Он обошёл прилавок, сгрёб Галину за воротник и потянул к разложенному мясу. В следующую секунду его рука неестественно вывернулась, ноги потеряли опору, а сам он тяжело рухнул между торговыми рядами.
Толпа ахнула.
Взбешённый Штырь вскочил и снова бросился на старуху. Галина лишь сместилась в сторону и нанесла один короткий удар. Здоровенный мужчина повалился на бок, схватился за ногу и больше не поднялся.
Его приятели замерли, не решаясь приблизиться. А Галина спокойно поправила платок, словно ничего особенного не произошло.
Она ещё не знала, что за рынком давно наблюдали из чёрного седана. Мужчина на заднем сиденье впервые подался вперёд и внимательно посмотрел на неё через приспущенное стекло.

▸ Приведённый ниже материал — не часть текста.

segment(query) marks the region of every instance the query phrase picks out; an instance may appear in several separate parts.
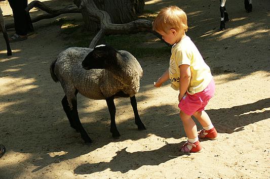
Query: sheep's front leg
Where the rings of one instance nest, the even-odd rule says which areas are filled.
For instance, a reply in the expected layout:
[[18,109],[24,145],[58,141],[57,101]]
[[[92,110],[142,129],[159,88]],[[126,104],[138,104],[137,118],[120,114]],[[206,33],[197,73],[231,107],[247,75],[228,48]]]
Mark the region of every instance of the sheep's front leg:
[[141,121],[140,116],[139,115],[139,113],[138,112],[137,101],[136,100],[135,95],[130,98],[130,103],[131,103],[131,106],[132,106],[133,112],[134,112],[135,124],[138,126],[138,130],[145,130],[146,128],[145,128],[145,126],[144,126],[144,124],[143,124]]
[[114,102],[113,100],[114,96],[110,97],[106,99],[106,102],[107,106],[109,109],[110,116],[110,132],[112,133],[112,137],[113,138],[118,139],[120,136],[120,133],[117,130],[115,124],[115,106],[114,105]]
[[220,11],[220,26],[219,29],[220,30],[223,30],[225,29],[225,22],[229,20],[228,13],[225,8],[225,3],[226,0],[220,0],[220,7],[219,7],[219,10]]
[[247,13],[252,12],[252,0],[245,0],[245,9]]

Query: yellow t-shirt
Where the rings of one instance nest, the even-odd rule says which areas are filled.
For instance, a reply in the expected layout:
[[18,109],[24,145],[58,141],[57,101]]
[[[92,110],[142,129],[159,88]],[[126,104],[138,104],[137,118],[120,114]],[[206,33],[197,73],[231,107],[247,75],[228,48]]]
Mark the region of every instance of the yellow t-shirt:
[[193,95],[203,91],[207,87],[213,76],[209,67],[187,36],[172,48],[169,75],[172,83],[171,86],[175,90],[179,89],[179,66],[184,64],[190,67],[191,78],[187,93]]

Он коротко велел узнать о старухе всё.
Позже ему принесли небольшую справку. Главарь лениво развернул лист, пробежал глазами первую строку, затем резко выпрямился и снова посмотрел в сторону мясных рядов.
Пальцы застыли на бумаге, с лица исчезло прежнее спокойствие — главарь побелел, когда понял, кто она…
Он вышел из машины сам, чего не делал уже года три.
Рынок увидел, как человек в длинном пальто идёт между рядами, и притих окончательно. Штыря к тому времени уже подняли, посадили на пустой ящик, и он держал ногу двумя руками, шипя сквозь зубы.
Гурей прошёл мимо него, не остановившись.
У мясного прилавка он снял перчатку.
— Галина Михайловна, — сказал он и почему-то опустил глаза на её руки. Руки были красные, в трещинах от рассола, с коротко стрижеными ногтями. Нож лежал под правой ладонью так, как кладут инструмент люди, которых учили.
Старуха посмотрела на него без всякого интереса.
— Гурьев, — сказала она. — Локти всё так же разводишь. Ты его правой брал, а надо было корпусом.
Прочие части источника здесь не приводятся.